Key Takeaways
Litecoin (LTC) has bounced back from its Oct. 10 crash and is attempting to close above its critical resistance at $100.
Positive news regarding a Litecoin Exchange-Traded Fund (ETF) has caused the LTC price to surge today, though the long-term outlook does not seem promising.
Let’s examine the charts to see if today’s price increase is enough to confirm a bullish Litecoin trend reversal.
The daily Litecoin chart shows that the price has bounced since its massive crash on October 10, which caused it to fall by 47% in a single day.
Although the price of Litecoin bounced, creating a higher low on October 17, it has yet to confirm its bullish trend reversal.
The primary reason for this is that Litecoin is still trading within a critical resistance range between $96 and $104.

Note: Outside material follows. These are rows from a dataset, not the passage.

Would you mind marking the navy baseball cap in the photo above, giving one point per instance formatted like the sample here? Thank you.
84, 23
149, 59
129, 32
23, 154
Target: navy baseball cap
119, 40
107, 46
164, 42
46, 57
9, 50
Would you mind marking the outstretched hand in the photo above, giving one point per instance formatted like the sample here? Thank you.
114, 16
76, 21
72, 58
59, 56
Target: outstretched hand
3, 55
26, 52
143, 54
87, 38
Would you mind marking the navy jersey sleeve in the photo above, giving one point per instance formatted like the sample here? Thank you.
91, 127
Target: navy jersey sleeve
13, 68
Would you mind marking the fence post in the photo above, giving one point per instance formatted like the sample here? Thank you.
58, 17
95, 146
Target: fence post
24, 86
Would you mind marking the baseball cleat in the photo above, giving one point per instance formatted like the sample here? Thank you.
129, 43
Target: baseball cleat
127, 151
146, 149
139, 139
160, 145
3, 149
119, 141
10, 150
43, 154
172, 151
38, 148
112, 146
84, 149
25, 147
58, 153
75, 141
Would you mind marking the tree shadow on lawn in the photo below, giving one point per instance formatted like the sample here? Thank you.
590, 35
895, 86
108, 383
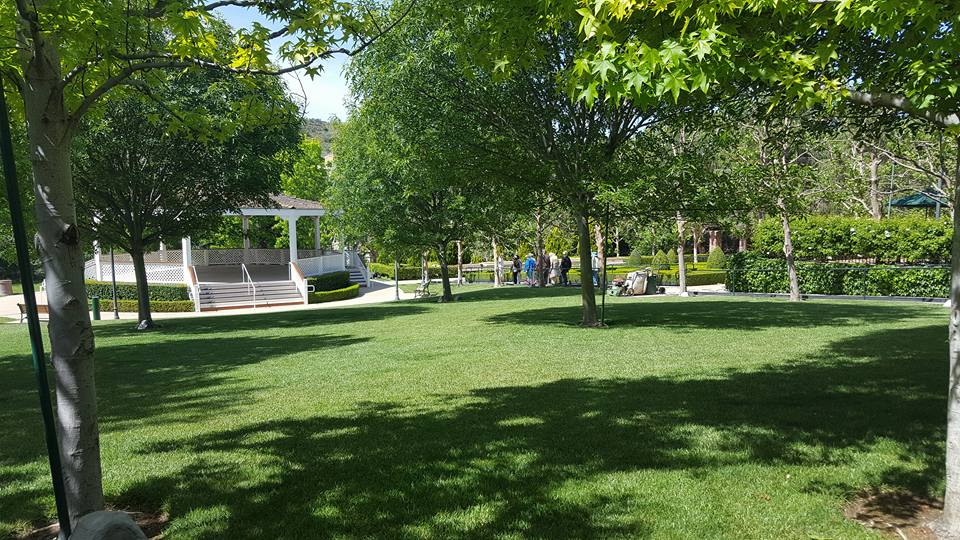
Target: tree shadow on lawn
278, 320
491, 462
721, 314
175, 381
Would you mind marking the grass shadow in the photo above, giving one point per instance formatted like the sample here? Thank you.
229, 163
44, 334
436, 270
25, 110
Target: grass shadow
493, 462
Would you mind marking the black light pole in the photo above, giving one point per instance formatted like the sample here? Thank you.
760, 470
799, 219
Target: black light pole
113, 284
396, 278
603, 259
33, 321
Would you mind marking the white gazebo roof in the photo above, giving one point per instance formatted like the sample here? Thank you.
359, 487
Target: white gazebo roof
283, 206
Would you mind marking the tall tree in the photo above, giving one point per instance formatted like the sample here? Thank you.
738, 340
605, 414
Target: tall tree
171, 184
900, 56
63, 58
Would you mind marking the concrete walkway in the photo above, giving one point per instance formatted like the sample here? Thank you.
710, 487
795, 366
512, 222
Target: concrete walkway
379, 292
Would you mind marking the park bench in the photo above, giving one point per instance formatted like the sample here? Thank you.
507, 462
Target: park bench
423, 290
43, 312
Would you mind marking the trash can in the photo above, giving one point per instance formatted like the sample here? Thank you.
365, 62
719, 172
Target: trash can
652, 284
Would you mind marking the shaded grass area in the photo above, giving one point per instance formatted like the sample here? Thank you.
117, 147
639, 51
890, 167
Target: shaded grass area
497, 417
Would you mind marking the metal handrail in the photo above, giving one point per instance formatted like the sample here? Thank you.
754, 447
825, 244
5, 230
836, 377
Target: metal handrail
250, 284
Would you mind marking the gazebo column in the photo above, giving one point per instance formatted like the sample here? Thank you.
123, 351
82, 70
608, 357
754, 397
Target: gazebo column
245, 222
186, 247
292, 226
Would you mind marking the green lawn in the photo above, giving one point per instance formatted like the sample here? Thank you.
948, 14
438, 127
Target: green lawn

The 0.382-0.5 Fibonacci retracement resistance levels create the upper and lower limits of the range, while the $100 horizontal area reinforces its validity.
To confirm that new highs are likely, the price of Litecoin has to close above this level and validate it as support.

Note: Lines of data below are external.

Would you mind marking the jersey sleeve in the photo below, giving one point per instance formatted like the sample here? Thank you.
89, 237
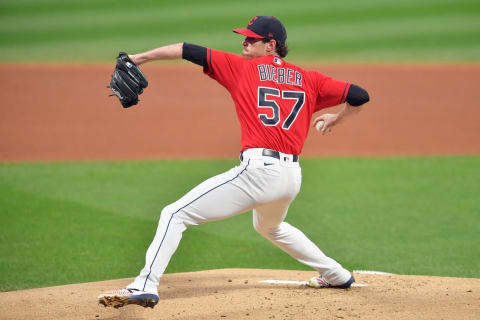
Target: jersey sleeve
331, 92
224, 67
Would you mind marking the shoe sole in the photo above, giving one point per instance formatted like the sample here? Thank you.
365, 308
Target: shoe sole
346, 285
148, 301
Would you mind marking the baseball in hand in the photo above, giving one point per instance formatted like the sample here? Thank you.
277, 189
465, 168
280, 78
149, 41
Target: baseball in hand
319, 125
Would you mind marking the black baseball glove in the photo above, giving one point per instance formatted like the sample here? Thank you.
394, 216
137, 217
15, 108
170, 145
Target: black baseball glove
127, 81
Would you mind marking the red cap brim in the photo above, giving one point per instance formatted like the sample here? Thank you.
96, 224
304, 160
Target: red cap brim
248, 33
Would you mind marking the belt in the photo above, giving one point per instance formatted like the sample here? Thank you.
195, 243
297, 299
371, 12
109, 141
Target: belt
273, 154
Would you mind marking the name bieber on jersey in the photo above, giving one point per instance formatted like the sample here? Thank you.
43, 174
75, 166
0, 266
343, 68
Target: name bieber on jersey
279, 75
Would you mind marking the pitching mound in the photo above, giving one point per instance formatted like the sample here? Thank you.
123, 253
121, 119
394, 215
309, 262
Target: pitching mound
238, 294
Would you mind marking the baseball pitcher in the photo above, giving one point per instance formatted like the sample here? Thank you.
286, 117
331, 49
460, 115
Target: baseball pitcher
274, 101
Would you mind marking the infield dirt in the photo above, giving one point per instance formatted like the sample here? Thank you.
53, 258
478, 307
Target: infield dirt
62, 112
237, 294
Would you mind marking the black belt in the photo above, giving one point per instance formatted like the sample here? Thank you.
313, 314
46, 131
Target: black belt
273, 154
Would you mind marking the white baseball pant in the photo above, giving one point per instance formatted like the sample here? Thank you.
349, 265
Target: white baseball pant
262, 183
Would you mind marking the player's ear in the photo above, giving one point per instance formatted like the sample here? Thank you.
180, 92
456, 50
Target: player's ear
271, 45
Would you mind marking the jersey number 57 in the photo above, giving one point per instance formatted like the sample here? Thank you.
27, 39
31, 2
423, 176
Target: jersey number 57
264, 102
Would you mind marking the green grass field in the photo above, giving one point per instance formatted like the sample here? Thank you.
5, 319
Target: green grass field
345, 31
89, 221
78, 222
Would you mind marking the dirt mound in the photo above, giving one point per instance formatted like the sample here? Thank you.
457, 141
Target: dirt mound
238, 294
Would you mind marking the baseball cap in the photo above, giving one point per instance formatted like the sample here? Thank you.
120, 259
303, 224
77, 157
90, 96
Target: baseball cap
262, 27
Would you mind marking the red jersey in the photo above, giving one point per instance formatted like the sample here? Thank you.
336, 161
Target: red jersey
274, 100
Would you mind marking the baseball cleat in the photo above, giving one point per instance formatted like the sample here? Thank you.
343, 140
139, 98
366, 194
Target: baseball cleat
321, 282
122, 297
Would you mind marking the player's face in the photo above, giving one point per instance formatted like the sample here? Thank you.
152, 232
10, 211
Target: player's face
254, 48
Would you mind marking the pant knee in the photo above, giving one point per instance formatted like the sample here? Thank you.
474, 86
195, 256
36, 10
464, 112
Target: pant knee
267, 231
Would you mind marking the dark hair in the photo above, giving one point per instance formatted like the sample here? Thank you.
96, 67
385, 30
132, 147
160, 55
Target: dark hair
281, 48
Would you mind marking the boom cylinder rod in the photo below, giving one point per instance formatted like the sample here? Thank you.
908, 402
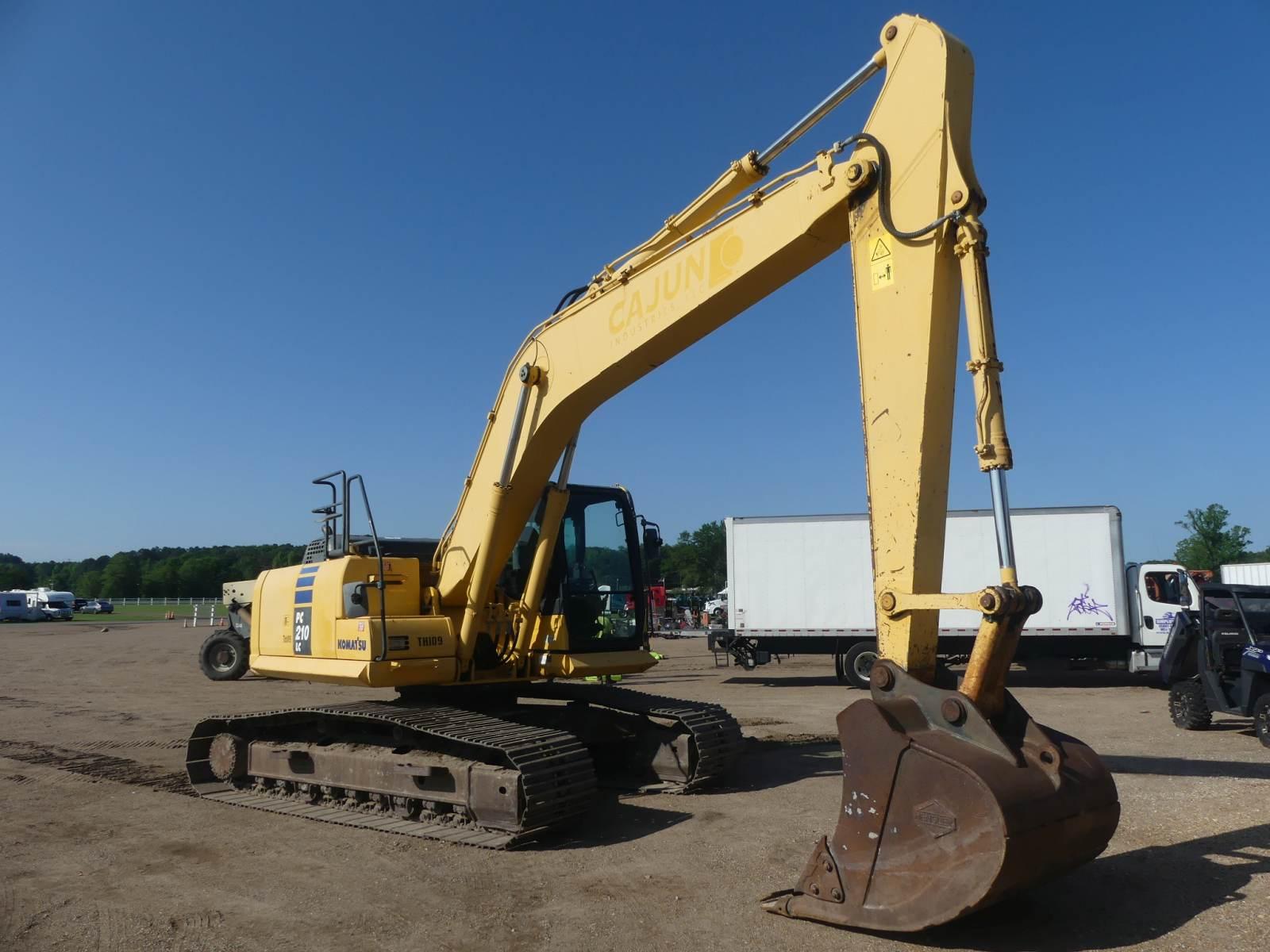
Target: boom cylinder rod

While Litecoin’s price moved above it today on the back of positive ETF news, it has yet to confirm the breakout with a close.

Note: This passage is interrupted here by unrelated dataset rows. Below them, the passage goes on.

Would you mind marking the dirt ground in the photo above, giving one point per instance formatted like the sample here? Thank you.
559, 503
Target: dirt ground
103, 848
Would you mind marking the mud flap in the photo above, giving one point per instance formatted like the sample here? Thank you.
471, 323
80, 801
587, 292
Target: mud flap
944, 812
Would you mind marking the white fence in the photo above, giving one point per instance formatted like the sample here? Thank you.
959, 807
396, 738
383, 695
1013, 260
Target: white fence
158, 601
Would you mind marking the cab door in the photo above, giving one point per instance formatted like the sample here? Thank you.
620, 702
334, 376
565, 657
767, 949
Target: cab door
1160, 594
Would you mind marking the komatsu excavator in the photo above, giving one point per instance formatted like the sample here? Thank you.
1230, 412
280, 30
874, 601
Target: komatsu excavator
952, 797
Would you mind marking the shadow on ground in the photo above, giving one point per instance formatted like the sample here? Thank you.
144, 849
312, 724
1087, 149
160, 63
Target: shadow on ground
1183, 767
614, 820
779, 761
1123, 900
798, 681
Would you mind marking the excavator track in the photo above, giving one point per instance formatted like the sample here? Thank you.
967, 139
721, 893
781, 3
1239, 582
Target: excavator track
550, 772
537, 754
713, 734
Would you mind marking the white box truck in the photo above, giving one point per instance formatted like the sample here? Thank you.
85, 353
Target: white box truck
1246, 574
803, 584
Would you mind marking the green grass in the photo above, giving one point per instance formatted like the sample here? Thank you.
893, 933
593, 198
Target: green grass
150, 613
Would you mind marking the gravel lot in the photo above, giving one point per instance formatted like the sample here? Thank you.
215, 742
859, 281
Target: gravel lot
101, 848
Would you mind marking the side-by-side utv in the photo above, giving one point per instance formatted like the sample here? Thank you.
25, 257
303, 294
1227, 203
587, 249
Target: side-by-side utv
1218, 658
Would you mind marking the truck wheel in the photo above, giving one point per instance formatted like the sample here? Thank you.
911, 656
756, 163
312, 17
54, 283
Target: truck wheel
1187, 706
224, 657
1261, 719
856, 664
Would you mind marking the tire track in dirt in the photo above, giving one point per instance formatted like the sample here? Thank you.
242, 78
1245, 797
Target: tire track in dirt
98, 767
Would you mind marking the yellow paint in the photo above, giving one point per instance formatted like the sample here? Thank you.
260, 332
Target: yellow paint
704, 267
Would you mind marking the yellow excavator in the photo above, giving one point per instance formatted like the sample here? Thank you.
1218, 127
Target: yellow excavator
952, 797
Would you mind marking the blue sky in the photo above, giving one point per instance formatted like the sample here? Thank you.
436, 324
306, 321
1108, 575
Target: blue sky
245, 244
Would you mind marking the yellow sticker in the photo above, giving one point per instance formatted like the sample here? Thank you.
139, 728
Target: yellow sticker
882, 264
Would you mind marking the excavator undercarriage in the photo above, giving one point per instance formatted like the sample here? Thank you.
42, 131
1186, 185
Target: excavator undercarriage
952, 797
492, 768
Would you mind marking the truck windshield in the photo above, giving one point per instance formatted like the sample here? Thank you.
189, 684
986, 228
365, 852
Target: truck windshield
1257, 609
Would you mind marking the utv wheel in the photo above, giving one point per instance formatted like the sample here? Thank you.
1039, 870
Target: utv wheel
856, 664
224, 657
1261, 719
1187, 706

Until that happens, the area will likely thwart any attempts at moving higher and act as an upper limit.
Just like the price action, momentum indicators are at critical levels. The Relative Strength Index (RSI) has reached 50 from below, while the Moving Average Convergence/Divergence (MACD) has made a bullish cross.

If the price of Litecoin clears the $100 resistance, the indicators will move into bullish territory.
On the other hand, failure to do so could send them crashing down, invalidating any chance of a bullish Litecoin trend reversal.
Litecoin’s weekly chart shows that the price has failed multiple times to break out from the $130 area.
Hence, the area presents an upper limit for the price, and the trend is considered bearish as long as Litecoin does not break out.
Additionally, the price of LTC trades within an ascending parallel channel, which typically includes corrective movements.
Because of the channel, Litecoin’s entire rally since June 2022 is likely a correction.
The falling RSI and MACD support this claim, despite the LTC price temporarily moving above the channel’s midline.

When combined with the weakness in the daily time frame, it suggests that Litecoin will break down and fall to at least the channel’s support at $72.
Afterward, the direction of the future trend will depend on whether Litecoin breaks down from the channel.
A clean move above $100 could flip Litecoin’s trend and open the door to new highs.
The ETF-news-driven rally caused the price of Litecoin to briefly move above this level, but a close remains elusive.
However, a drop toward the $70 zone looks likely if it gets rejected again.
Unless Litecoin closes above the midline of its long-term channel, the future trend remains bearish.